When churches praise this sub-Christian enterprise and the barking, roaring, screaming and laughing on the basis that “it works” and one must judge its truth by its fruit, they are following Finney.
According to Michael Horton, a professor at Westminister Seminary in California, a Gospel that “works” for zealous perfection one momment merely creates tomorrow’s disillusioned and spent super-saints.
Now if you’ve read this far you’re probably asking what in the world does all this have to do with me?
Allman tells me “I’m too critical of the church today.” I think part of that comes from my belief that a lot of it doesn’t really “work.”
But to find out why it doesn’t work, I think we need to stop pointing fingers at only today’s leaders and look at where we’ve come from and how we got to where we are today.
I personally believe the church should be used to lead the cause in moral change, but I don’t believe the church should lead the charge legislate their morality on others.
If the church truly shines with the “Glory of God” people will see a difference in us and come join the party.
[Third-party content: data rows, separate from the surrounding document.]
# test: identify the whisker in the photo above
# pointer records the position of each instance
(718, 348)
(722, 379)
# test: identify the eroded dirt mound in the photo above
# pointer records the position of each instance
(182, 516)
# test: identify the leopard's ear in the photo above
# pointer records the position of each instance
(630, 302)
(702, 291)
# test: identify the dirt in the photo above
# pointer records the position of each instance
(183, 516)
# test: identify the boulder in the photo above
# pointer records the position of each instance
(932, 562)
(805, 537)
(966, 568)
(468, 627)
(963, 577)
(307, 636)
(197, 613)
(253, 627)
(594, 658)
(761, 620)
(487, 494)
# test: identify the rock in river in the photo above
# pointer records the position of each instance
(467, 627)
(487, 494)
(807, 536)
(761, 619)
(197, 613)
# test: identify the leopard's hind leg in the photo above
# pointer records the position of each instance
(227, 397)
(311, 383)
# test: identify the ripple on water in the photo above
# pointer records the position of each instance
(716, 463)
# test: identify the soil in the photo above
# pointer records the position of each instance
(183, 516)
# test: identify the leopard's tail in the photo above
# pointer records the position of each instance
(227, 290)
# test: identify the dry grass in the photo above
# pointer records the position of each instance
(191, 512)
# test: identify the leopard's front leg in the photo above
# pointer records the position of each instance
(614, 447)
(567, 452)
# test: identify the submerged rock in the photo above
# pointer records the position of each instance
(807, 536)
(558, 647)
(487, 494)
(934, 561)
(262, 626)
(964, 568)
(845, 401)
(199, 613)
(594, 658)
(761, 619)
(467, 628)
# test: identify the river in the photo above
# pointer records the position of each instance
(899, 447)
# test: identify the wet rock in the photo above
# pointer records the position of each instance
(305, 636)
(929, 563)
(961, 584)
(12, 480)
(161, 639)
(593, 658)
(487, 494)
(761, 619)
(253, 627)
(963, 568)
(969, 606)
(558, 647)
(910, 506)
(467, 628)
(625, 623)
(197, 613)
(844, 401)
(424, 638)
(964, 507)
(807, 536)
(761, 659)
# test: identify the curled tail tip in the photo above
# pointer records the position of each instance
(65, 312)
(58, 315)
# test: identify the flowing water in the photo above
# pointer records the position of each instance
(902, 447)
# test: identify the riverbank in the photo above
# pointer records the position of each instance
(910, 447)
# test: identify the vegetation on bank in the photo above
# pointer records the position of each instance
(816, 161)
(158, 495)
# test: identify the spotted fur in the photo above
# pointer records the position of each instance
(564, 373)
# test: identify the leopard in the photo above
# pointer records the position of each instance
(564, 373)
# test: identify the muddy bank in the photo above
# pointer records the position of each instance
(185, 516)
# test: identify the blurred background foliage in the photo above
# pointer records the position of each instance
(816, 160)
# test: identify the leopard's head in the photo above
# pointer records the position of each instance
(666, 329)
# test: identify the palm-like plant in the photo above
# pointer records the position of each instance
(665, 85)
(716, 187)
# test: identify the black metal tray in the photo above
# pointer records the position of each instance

People will want to be a part of what we’re doing, not because of what we’re not doing, but because they see a difference in our lives that they want to see in their own.
If not, we become nothing more than a legalistic party pooper wanting to spoil everyone’s fun.

Portions of this piece were taken from “The Legacy of Charles Finney” by Michael S. Horton, Ph.D. a professor of theology and apologetics at Westminster Seminary California (Escondido, CA).